Five things to know about the dangers of Manitoba’s northern wilderness

Jul 31, 2019 | 3:50 PM

GILLAM, Man. — The RCMP have been searching a remote area in northern Manitoba for more than a week trying to find murder suspects Bryer Schmegelsky and Kam McLeod. A burned-out vehicle the fugitives were driving was found near the town of Gillam, Man., 1,000 kilometres northeast of Winnipeg.

Authorities have called the landscape unforgiving and officials in the area say it’s a treacherous place this time of year, even for seasoned hunters and trappers. Here are some of the dangers:

TERRAIN

John McDonald, Gillam’s deputy mayor, says the area in the summer is covered in muskeg — bog consisting of water and partially dead vegetation often covered by moss.

“You can be walking along on it and all of a sudden break through to the water,” he says.

There are trapping trails, he adds, but those usually run a little more than a kilometre before reaching wet areas.

Daryll Hedman, a big game biologist with the provincial government, says the area has a lot of creeks and rivers the suspects would have to swim across.

Utility line workers often wait until winter to walk go into the area, he says. “Because you’ve got good, frozen ground underneath you.”

BUGS AND WILDLIFE

Blood-sucking insects are a big problem in the region, and there are a lot of them in the summer, Hedman says.

“The bugs up there, they are unreal,” he says of the mosquitoes, sandflies and horseflies.

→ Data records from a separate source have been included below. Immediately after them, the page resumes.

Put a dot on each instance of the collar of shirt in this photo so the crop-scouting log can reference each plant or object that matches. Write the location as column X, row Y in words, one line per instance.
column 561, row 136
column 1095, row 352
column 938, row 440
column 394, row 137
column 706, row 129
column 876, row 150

McDonald says black bears and wolves are in the area, but they mostly leave people alone. Polar bears, which have been known to stalk people, have also been spotted outside Gillam.

WEATHER

Temperatures were as high as 30 C when the search for the suspects began in Manitoba a week ago, McDonald says. But overnight lows have dipped down to single digits.

“If you are wet, it’s quite easy to get hypothermia when it’s plus eight degrees outside,” he says.

“But we don’t know what kind of supplies they have.”

FOOD

Besides hunting, there’s not much food to be found.

“We don’t have much for berries out yet,” Hedman says. “They would need to do some scavenging or catching the odd rabbit.”

There are caribou in the area, but McDonald says “that’s not something that you are just going to wander into the wilderness and feed yourself with whenever you get hungry.”

TRANSPORTATION

There is only one road into Gillam and one road into nearby Fox Lake Cree Nation. To the southeast, the community of York Landing is only accessible by plane or boat.

“Any other areas around there, they have winter roads, but they aren’t frozen,” Hedman says. “You still have swamps, rivers and lakes to cross.”

The Nelson River to the west can’t be crossed because its current is too swift, he adds. To the east, there is more muskeg, then Hudson Bay.

Trains go south to Winnipeg and north to Churchill, where the rail line ends.